In some cases, the length of the tethered oligonucleotide adapter and/or primer sequence can range from about 10 nucleotides to about 100 nucleotides. In some cases, the tethered oligonucleotide adaptors and/or primer sequences can be at least 10, at least 20, at least 30, at least 40, at least 50, at least 60, at least 70, at least 80, at least 90, or at least 100 nucleotides in length. In some cases, the tethered oligonucleotide adaptors and/or primer sequences can be up to 100, up to 90, up to 80, up to 70, up to 60, up to 50, up to 40, up to 30, up to 20, or up to 10 nucleotides in length. Any lower and upper limit values described in this paragraph can be combined to form ranges encompassed by the present disclosure, e.g., in some cases, the length of the tethered oligonucleotide adapter and/or primer sequence can be in the range of about 20 nucleotides to about 80 nucleotides. One skilled in the art will recognize that the length of the tethered oligonucleotide adapter and/or primer sequence can have any value within this range, such as about 24 nucleotides.

In some cases, the resulting surface density of oligonucleotide adaptors or primers on the low-binding support surface of the present disclosure may be in the range of about 100 primer molecules/μm²To about 1,000,000 primer molecules/. mu.m²Within the range of (1). In some cases, the resulting surface density of primers on the surface of a low-binding support of the present disclosure can be about 1,000 primer molecules/μm²To about 1,000,000 primer molecules/. mu.m²Within the range of (1). In some cases, the surface density of the primers can be at least 1,000, at least 10,000, at least 100,000, or at least 1,000,000 molecules/μm². In some cases, the surface density of the primer can be at most 1,000,000, at most 100,000, at most 10,000, or at most 1,000 molecules/μm². Any of the lower and upper values described in this paragraph can be combined to form ranges encompassed by the present disclosure, e.g., in some cases, the surface density of adapters or primers can be in the range of about 10,000 molecules/μm²To about 100,000 molecules/. mu.m²Within the range of (1). One skilled in the art will recognize that the surface density of adapter or primer molecules can have any value within this range, for example, in some cases about 3,800 molecules/μm²And in other cases about 455,000 molecules/μm². In some cases, as will be discussed further belowThe surface density of template library nucleic acid sequences (e.g., sample DNA molecules) that initially hybridize to the adapter or primer sequences on the surface of the support can be less than or equal to the density indicated by the surface density of tethered oligonucleotide primers. In some cases, as will be discussed further below, the surface density of clonally amplified template library nucleic acid sequences that hybridize to adapter or primer sequences on the surface of a vector may span the same or different range of densities as indicated by the surface density of tethered oligonucleotide adapters or primers.

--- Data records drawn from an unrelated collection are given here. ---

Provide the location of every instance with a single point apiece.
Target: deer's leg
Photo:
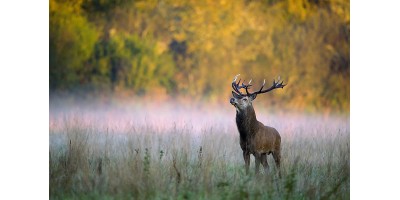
(246, 157)
(257, 159)
(277, 158)
(264, 162)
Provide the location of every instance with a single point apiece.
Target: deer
(255, 138)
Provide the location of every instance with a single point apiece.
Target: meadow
(175, 152)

The local surface density of the adapter or primer molecules as listed above does not exclude variations in density over the entire surface, such that the surface may comprise molecules having, for example, 500,000/um²While also comprising at least a second region having a substantially different local density.

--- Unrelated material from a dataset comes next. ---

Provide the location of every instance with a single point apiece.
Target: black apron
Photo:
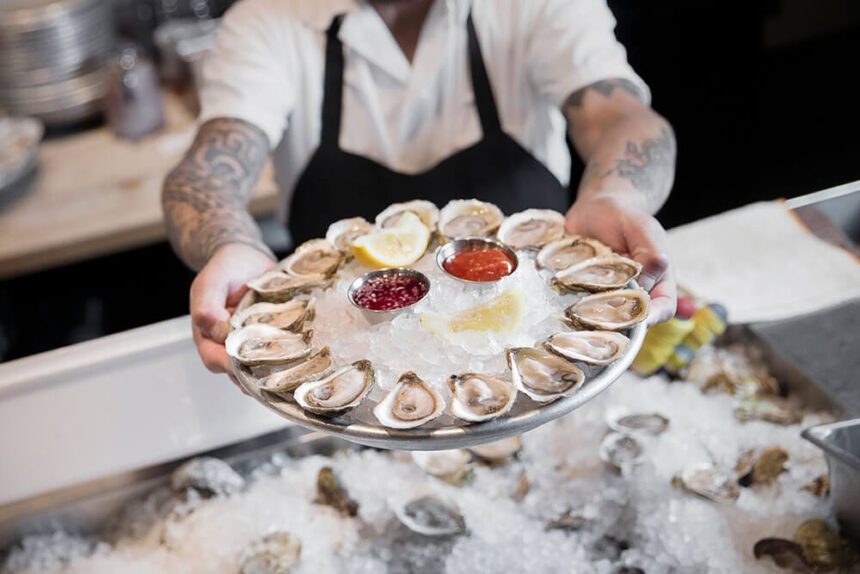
(337, 184)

Illustrative alternative embodiments

The disclosed method for determining a target nucleic acid sequence comprises: a) contacting a double-stranded or partially double-stranded target nucleic acid molecule comprising a template strand to be sequenced and a primer strand to be extended with one or more of the disclosed nucleic acid binding compositions; and b) detecting binding of the nucleic acid binding composition to the nucleic acid molecule, thereby determining the presence of one of the one or more nucleic acid binding compositions on the nucleic acid molecule and the identity of the next nucleotide (i.e., N +1 or terminal nucleotide) to be incorporated into the complementary strand.

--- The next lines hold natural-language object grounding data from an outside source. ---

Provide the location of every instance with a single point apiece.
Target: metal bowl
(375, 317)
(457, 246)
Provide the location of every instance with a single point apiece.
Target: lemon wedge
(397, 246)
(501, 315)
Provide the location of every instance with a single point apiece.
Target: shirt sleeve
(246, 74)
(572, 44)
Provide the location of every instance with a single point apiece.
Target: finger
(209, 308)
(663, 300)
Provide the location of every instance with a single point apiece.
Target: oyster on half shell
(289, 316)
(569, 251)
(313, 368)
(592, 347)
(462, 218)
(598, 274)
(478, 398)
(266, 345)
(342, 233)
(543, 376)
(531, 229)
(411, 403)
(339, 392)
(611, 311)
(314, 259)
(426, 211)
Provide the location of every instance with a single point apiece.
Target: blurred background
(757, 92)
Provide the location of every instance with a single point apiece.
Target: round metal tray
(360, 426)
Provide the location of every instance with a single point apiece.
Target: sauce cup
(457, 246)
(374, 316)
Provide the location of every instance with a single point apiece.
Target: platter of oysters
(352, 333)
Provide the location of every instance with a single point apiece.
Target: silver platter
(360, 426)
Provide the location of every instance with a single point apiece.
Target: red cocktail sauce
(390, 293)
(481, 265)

The sequencing method may further comprise incorporating N +1 or terminal nucleotides into the primer strand, and then repeating the contacting, detecting, and incorporating steps for one or more additional iterations to determine the sequence of the template strand of the nucleic acid molecule. After the step of detecting the ternary binding complex, the primed strand of the primed target nucleic acid is extended by one base before another round of analysis is performed. The primed target nucleic acid can be extended using conjugated nucleotides attached to a polymer in the multivalent binding composition or using unconjugated or untethered free nucleotides provided after removal of the multivalent binding composition.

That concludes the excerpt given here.